Question for the community.

clolsonus · March 9, 2018, 11:17pm

Question for the community. I have an application (a fixed wing autopilot) that I run on a pocketbeagle (so main disk is a micro sd card.) My app has a main loop that runs at 100hz. This loop writes a bit of data each time through. I am noticing that periodically my loop runs long because the kernel drivers get busy writing data to the SD card. Essentially, the write performance of my SD card is the main bottleneck in my system and the main reason for delays in the system.

This isn’t an ultimate show stopper, but I need to buy another micro sd card or two and I’m trying to figure out a good choice.

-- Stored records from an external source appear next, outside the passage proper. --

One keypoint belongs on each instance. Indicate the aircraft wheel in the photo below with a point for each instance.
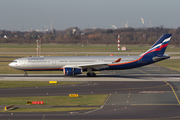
(93, 74)
(89, 74)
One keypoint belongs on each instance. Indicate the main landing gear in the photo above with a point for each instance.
(25, 74)
(90, 73)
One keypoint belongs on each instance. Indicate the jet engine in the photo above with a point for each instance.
(72, 71)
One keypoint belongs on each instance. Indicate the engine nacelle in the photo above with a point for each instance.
(72, 71)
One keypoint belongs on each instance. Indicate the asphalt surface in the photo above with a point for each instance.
(150, 92)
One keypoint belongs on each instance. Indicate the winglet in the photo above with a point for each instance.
(118, 60)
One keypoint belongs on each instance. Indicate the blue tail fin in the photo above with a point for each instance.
(159, 46)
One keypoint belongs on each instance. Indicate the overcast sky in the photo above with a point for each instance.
(38, 14)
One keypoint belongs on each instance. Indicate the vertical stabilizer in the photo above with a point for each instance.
(159, 46)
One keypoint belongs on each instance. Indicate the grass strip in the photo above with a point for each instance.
(34, 109)
(19, 84)
(95, 100)
(170, 63)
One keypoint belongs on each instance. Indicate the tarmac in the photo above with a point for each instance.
(150, 92)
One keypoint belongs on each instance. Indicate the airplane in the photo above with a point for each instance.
(73, 65)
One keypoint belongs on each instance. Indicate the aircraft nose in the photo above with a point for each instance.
(10, 64)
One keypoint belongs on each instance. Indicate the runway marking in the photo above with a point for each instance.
(101, 106)
(155, 104)
(142, 71)
(173, 91)
(152, 92)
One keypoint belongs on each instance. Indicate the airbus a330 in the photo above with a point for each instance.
(73, 65)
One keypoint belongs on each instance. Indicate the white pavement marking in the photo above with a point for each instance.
(100, 107)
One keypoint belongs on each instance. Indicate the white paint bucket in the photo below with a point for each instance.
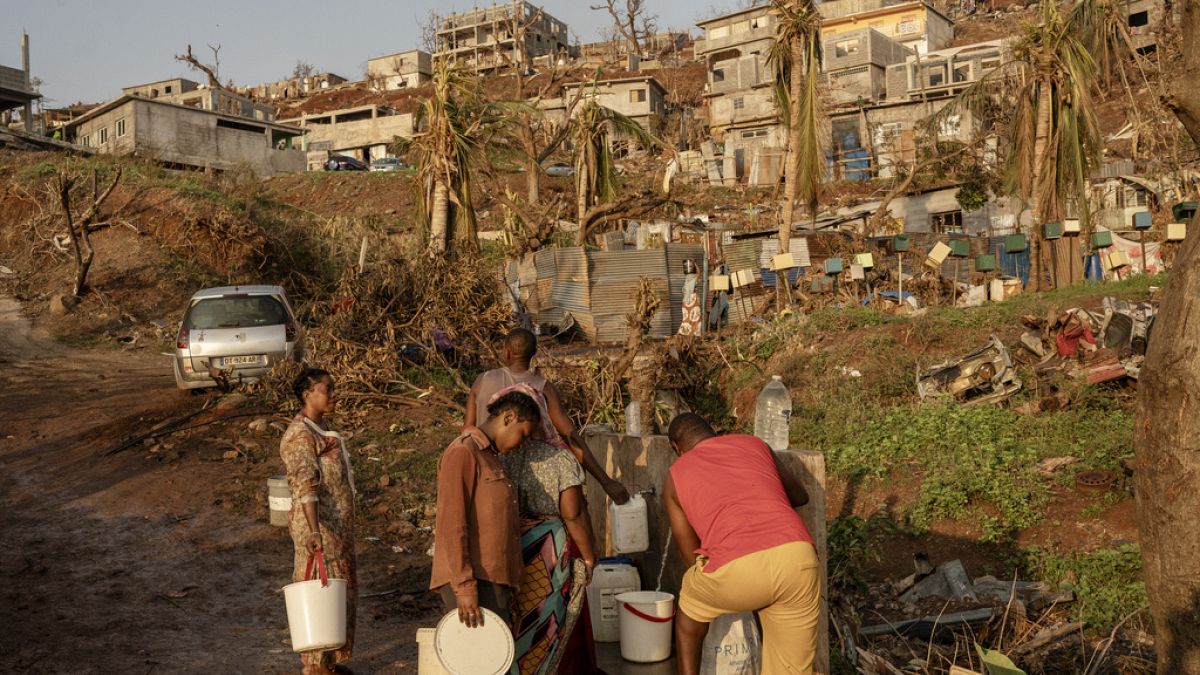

Are there bottlenecks with the pocketbeagle hardware itself that would make it so above some threshold, it would be pointless to spend more money on a fancier micro sd card? Or is it productive to go crazy and buy the fasted UHS-II card available for high speed/high resolution cameras? Has anyone looked into this in detail?

Thanks!

Andrew_Tridgell · March 10, 2018, 1:22am

are you running the main loop as a realtime (FIFO scheduled) process? Are you doing the IO writes in a separate (lower priority) thread?

Andrew_Tridgell · March 10, 2018, 1:24am

also, faster microSD cards are not always best for this application. What you care about is worst case latency, not IO bandwidth. The “fast” cards are optimised for IO bandwidth for cameras. It isn’t unusual for them to have higher worst case latency as they achieve the bandwidth through larger buffers. Larger buffers can mean worse latency.

Andrew_Tridgell · March 10, 2018, 1:27am

This is worth watching: https://www.youtube.com/watch?v=K3zb6p0thQU
Plus everything Bunny has written on microSD, such as this: https://www.bunniestudios.com/blog/?p=2297 (search for his other posts)

clolsonus · March 10, 2018, 1:50am

@Andrew_Tridgell I am intentionally maintaining a single threaded architecture on the linux processor in the name of simplicity. You may be right, but it’s my impression that the delays are happening in kernel driver space, not user process space, and as such affect any user process of any priority similarly.

Watching the video now … finding out far more than I expected (more than I wanted?), but fascinating!

Richard_Parsons · March 10, 2018, 10:29am

Put the timing critical things in PRU.then you can write a driver to feed data to it.
Linux is not designed to be deterministic, there will always be jitter.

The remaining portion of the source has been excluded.